Many of the Muslim families in the village, in accordance with tradition, fast during the month of Ramadan, and break the daily fast with the Iftar meal. In a custom established by Abdessalam Najjar (Allah irrahmo), we have our own tradition in the village of holding a joint weekly potluck meal and get-together for the village residents. This is one of the few times a year when families get together in this way.

This year, the municipal committee, led by Adnan Manaa, together with Raida Hatib, Dafna Karta-Schwartz and others, helped organize the weekly events. Since one of the themes of Ramadan is to foster peace and togetherness between neighbors and within the community, we decided to use this theme in order to enhance the relations between our community members. In solidarity with the fasters, Jewish and Christian members naturally took part in the events too. The holiday also gave us the opportunity (on the second meeting) to welcome three new babies that had been born during the year and congratulate their families: Adam Boulos, born to Miea and Sliman; Rayan Abu Anza, born to Nour and Morad; and Muhammad, born to Shireen and Mustafa.

Every Tuesday there was a special event. On the first, Dr. Abed Hijazi spoke about the health benefits of fasting, and this was followed by music and songs. As with subsequent meetings, there was a short prayer for those who wished to pray, and a delicious dishes brought by the participants, both Jews and Palestinians. The first three meetings took place in the PSCC.

On the second meeting, we decided to bring a film. As suggested by Marwa Jabarah Tibi, we watched the film, “The Bride of Jerusalem,” and this was followed by discussion. The film captures the complexities of life for the Arab residents of Jerusalem’s old city. The evening ended with music and songs.

On the third meeting, Abed Hijazi spoke about the ways in which the Quranic story of Ibrahim matches the Judeo-Christian versions of the story. He was able to show the strong resemblances between the two stories, as well as to mention the differences. Village member and actor Imad Jabarin told a traditional story for the audience. The story was told in beautiful Hebrew, with many a dramatic flourish. Ibrahim Khatib, together with a young musician, then played traditional songs on the oud, and the audience joined in too. Some guests, including a well-known judge, joined us for the evening.
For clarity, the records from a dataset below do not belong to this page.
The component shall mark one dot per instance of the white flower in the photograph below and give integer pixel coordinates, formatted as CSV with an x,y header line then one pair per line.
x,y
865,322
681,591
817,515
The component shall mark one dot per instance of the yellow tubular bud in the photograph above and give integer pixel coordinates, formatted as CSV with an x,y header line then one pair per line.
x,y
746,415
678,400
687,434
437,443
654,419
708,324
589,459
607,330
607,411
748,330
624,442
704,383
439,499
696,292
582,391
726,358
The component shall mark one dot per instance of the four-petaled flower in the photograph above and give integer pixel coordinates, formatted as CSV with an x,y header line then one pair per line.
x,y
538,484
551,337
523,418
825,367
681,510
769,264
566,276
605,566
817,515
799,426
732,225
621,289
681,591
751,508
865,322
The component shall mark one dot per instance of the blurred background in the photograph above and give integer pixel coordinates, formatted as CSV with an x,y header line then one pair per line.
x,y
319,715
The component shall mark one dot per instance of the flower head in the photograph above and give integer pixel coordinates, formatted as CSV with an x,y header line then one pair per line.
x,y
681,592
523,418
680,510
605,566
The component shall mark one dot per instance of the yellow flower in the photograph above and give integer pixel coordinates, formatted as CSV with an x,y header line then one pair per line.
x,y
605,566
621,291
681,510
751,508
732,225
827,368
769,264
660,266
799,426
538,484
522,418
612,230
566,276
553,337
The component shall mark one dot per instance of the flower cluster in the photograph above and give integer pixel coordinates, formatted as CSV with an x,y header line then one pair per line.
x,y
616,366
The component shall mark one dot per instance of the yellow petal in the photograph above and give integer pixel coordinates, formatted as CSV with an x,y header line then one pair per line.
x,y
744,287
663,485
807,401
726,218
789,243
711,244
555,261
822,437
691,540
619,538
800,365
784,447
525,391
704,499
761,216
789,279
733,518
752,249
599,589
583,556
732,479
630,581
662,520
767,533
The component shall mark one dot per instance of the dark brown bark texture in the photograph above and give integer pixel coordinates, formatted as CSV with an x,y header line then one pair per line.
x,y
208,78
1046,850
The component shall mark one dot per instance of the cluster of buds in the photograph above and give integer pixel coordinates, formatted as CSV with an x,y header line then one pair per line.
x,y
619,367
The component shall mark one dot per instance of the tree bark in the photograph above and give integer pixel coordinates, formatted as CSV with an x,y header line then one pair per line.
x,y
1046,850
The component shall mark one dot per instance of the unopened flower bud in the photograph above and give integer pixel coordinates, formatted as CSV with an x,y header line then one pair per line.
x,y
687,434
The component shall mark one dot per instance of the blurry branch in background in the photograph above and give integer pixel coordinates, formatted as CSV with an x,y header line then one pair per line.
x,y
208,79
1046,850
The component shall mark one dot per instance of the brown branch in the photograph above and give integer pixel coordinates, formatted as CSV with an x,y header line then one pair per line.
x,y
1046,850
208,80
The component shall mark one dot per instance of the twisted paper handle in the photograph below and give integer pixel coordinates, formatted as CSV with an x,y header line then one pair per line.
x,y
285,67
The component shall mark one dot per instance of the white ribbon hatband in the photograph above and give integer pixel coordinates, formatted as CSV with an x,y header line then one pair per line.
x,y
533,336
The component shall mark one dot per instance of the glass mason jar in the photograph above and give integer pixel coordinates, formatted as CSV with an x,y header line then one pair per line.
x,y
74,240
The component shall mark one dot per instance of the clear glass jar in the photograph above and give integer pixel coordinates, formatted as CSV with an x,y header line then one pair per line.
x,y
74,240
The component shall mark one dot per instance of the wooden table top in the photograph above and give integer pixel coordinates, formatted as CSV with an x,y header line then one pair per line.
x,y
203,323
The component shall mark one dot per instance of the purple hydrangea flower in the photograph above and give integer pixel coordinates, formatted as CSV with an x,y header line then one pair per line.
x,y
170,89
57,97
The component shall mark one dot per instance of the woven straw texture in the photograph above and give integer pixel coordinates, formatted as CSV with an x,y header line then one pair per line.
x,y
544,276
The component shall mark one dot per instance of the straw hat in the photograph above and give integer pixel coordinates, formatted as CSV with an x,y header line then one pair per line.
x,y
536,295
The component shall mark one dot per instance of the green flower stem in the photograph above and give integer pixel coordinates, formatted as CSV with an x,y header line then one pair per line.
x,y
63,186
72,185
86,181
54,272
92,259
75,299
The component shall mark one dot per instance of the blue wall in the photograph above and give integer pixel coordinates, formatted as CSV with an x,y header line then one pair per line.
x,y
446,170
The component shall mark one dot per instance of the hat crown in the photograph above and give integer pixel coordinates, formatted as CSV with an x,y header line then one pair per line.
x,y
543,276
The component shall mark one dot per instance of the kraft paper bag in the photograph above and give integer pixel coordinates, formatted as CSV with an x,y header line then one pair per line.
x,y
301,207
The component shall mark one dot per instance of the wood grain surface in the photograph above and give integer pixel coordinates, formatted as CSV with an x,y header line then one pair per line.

The fourth and last meeting took place at the swimming pool. Since this was the last event before the Eid al-Fitr holiday, we made sure that the event was even more colorful and festive than the earlier ones. Following a delicious meal, the participants shared reminiscences from their childhood and adolescence – including their memories of Ramadan, either as a participant or as on onlooker. Adnan, for example told how, as a child growing up in the village of Majdal Krum, he remembers how the young people of the village would stand near the mosque to wait for the muezzin to signal, with a red flag, that the month of fasting was officially over. Since the village at the time still had no electricity, this was the only way to know. The young people would then eat some sweets and rush home to tell their families that it was permissible to eat. Adnan also told how items like certain fruits would hardly be seen in the village during other months. It was also the only time that parents could afford to buy new clothes for their children. In Majdal Krum, this involved a visit to nearby Acre. However, leaving the village at this, or any other time, entailed going to the local police station in order to obtain an official permit. Military rule over Arab towns extended into the mid-1960s.

As with the previous meetings, the evening ended with music and song. There was also an open discussion on the series of gatherings and on community life. Everyone thought the celebration had been a success. It was well-attended by both Palestinian and Jewish members, and had accomplished its purpose of bringing people together. In fact, one of the conclusions drawn is that we must create other opportunities, at least every couple of months, for members of the village to gather informally in this way.